About this Research Topic
Management and psychology research is turning to appreciating the potency of relationships. Beyond simple leader-followers designs, more scholars are using qualitative and quantitative methods to understand how and which qualities of relationships help foster greater leadership or professional effectiveness, employee engagement, organizational citizenship and innovation. Beyond John Lennon and Paul McCartney’s adage, “all you need is love”, there are many qualities of relationships that are desired. Based on Intentional Change Theory introduced by Boyatzis, 2008, and the concept of resonant relationships that foster sustained, desired change, the primal emotions of hope stimulated from vision and purpose, compassion from caring, mindfulness from being centered, and energy from activation have been shown to have psycho-physiological positive effects on humans, as shown by research carried out by Boyatzis and Rockford in 2020.
Recently, shared vision, compassion and energy have been the focus of a number of dissertations, qualitative and quantitative studies at dyad, team and organization levels of social systems. These studies are beginning to lay the foundation for a systematic body of empirical knowledge about the role of specific qualities of relationships in an organizational context. A Frontiers Research Topic focused on the impact of shared vision in 2015, and was well received with 14 published articles which also was available as an e-book, with over 405,000 views and 54,000 downloads. This proposed Research Topic can be considered volume 2 of this stream of research, updating and expanding the specific qualities of relationships that have such desirable effects.

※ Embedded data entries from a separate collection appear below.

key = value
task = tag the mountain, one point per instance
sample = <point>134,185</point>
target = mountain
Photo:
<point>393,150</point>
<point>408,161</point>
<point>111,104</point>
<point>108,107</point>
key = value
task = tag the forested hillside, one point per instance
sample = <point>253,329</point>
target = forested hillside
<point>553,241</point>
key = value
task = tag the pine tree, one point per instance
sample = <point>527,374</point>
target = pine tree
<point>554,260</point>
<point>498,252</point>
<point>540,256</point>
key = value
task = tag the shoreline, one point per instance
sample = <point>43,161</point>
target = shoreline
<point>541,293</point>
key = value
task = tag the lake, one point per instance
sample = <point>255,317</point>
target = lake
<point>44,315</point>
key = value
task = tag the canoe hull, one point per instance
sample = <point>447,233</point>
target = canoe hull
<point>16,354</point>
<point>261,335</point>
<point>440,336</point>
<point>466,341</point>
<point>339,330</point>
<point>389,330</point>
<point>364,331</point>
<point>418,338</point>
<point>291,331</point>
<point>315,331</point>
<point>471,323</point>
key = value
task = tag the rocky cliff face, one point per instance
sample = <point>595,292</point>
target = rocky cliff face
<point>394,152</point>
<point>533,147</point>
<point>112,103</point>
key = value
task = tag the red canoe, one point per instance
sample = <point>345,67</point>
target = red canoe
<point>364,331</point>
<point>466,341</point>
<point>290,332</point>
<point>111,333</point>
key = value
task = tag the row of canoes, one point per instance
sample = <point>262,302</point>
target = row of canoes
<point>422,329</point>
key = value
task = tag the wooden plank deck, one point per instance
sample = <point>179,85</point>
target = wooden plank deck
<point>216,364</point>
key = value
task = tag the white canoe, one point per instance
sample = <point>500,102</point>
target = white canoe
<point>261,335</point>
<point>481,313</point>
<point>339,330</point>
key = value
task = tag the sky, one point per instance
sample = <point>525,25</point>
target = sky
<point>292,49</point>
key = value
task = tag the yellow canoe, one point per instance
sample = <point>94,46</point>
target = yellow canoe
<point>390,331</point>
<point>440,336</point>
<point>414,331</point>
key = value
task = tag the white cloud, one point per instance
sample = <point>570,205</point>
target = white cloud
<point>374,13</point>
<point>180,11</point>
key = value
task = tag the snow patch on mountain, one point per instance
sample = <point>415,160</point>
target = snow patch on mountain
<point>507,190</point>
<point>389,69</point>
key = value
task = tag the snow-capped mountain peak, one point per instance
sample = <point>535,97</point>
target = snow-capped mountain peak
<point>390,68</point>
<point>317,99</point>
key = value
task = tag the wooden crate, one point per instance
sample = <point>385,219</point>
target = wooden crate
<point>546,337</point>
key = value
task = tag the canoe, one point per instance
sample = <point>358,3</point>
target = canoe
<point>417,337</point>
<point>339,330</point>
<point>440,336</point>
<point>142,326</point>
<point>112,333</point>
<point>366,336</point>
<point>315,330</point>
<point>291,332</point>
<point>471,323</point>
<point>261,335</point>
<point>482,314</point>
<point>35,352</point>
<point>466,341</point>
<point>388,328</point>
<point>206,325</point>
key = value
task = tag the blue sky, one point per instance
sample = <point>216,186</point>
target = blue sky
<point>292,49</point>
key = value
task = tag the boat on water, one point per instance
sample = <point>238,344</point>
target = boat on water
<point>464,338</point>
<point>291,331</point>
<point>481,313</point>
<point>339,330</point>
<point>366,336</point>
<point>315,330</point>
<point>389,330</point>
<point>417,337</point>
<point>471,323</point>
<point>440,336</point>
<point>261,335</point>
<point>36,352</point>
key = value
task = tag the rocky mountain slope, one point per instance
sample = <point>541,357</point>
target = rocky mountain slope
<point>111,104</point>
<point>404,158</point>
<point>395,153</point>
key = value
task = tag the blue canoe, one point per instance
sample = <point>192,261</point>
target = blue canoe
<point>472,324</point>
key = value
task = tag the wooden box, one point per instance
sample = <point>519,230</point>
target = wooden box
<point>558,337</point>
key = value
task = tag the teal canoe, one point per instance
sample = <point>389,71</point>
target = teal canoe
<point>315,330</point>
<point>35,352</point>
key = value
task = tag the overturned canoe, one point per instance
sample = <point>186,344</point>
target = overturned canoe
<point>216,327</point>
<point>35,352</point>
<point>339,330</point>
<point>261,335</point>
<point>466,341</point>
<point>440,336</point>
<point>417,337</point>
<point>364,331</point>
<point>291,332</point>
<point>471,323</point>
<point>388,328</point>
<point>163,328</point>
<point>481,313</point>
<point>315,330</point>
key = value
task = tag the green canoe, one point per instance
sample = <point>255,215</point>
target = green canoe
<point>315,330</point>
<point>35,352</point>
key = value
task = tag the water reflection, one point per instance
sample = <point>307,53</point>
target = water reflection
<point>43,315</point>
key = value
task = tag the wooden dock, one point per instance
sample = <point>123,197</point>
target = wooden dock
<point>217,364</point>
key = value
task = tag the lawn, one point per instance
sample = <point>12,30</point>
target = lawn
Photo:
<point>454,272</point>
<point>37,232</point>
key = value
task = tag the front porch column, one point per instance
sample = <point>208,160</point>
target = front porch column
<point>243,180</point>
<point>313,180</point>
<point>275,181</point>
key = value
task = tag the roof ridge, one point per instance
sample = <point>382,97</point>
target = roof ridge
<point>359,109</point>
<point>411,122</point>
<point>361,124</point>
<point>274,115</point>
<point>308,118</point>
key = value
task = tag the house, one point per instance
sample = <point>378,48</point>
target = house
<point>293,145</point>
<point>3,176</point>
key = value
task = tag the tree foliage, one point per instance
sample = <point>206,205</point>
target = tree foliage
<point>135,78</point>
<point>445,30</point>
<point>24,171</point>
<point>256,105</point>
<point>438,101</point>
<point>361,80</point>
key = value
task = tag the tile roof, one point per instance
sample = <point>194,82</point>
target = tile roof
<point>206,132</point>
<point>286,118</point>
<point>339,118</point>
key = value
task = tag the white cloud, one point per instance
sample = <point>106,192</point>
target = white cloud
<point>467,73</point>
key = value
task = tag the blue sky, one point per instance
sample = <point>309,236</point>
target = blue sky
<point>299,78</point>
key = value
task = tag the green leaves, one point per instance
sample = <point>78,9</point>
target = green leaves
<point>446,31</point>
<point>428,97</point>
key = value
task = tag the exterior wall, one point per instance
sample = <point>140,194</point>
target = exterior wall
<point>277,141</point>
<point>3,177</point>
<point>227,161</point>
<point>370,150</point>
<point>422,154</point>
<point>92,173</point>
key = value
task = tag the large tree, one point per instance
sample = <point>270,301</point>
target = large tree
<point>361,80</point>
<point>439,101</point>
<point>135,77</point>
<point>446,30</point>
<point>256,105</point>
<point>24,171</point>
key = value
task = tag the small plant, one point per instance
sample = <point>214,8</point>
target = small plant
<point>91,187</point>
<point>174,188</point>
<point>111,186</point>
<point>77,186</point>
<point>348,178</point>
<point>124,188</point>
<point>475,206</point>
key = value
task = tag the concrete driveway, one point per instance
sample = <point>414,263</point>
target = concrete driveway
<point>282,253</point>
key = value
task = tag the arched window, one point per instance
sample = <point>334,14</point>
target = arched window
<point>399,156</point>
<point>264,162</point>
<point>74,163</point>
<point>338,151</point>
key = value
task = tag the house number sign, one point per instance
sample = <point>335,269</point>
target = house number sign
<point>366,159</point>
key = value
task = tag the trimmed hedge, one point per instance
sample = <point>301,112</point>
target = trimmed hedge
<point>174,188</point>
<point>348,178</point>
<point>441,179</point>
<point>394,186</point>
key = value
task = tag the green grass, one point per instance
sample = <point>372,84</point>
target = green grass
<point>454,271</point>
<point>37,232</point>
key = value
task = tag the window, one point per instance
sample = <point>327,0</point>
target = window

This Research Topic will collect, review, and disseminate a set of empirical papers examining the role of shared vision, compassion and energy in a wide variety of desired dependent variables from organizational engagement, to leadership effectiveness and executive performance, to organizational citizenship in family businesses, leader-follower relationships in Egypt, coaching Millennials, manager-subordinate feedback and exchange, faculty effectiveness in Universities in Mexico, peer coaching in groups in companies, and so on.
Keywords: relationships, shared vision, compassion, energy, leadership, engagement, citizenship, #CollectionSeries
Important Note: All contributions to this Research Topic must be within the scope of the section and journal to which they are submitted, as defined in their mission statements. Frontiers reserves the right to guide an out-of-scope manuscript to a more suitable section or journal at any stage of peer review.